VLA Model Post-Training via Action-Chunked PPO and Self Behavior Cloning
Si-Cheng Wang, Tian-Yu Xiang, Xiao-Hu Zhou, Mei-Jiang Gui, Xiao-Liang Xie, Shi-Qi Liu, Shuang-Yi Wang, Ao-Qun Jin, Zeng-Guang Hou
TL;DR
This work tackles the challenge of post-training reinforcement learning for vision–language–action (VLA) models in environments with sparse rewards and unstable training. It introduces action-chunked proximal policy optimization (PPO) combined with a self-generated demonstration buffer and an online, adaptive weighting scheme that blends PPO with a self behavior cloning loss. On MetaWorld MT10, the approach achieves a higher average success rate (0.93) and faster task-completion (42.17 steps) than supervised fine-tuning with both small and larger demonstration sets, while also yielding shorter, more efficient trajectories. The results demonstrate the viability of RL for VLA post-training and provide a scalable, continual-learning framework with distinct components for feedback density, demonstration quality, and training stability, with potential impact on downstream VLA deployment.
Abstract
Reinforcement learning (RL) is a promising avenue for post-training vision-language-action (VLA) models, but practical deployment is hindered by sparse rewards and unstable training.

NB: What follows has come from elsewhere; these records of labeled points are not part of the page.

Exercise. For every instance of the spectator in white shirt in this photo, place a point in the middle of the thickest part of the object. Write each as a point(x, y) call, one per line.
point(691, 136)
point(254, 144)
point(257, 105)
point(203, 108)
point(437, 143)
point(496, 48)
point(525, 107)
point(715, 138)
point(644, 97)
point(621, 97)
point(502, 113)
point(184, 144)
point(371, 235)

This work mitigates these challenges by introducing an action chunk based on proximal policy optimization (PPO) with behavior cloning using self-collected demonstrations. Aggregating consecutive actions into chunks improves the temporal consistency of the policy and the density of informative feedback. In addition, an auxiliary behavior cloning loss is applied with a dynamically updated demonstration buffer that continually collects high-quality task trials during training. The relative weight between the action-chunked PPO objective and the self behavior clone auxiliary loss is adapted online to stabilize the post-training process. Experiments on the MetaWorld benchmark indicate improved performance over supervised fine-tuning, achieving a high success rate (0.93) and few steps to success (42.17). These results demonstrate the viability of RL for VLA post-training and help lay the groundwork for downstream VLA applications.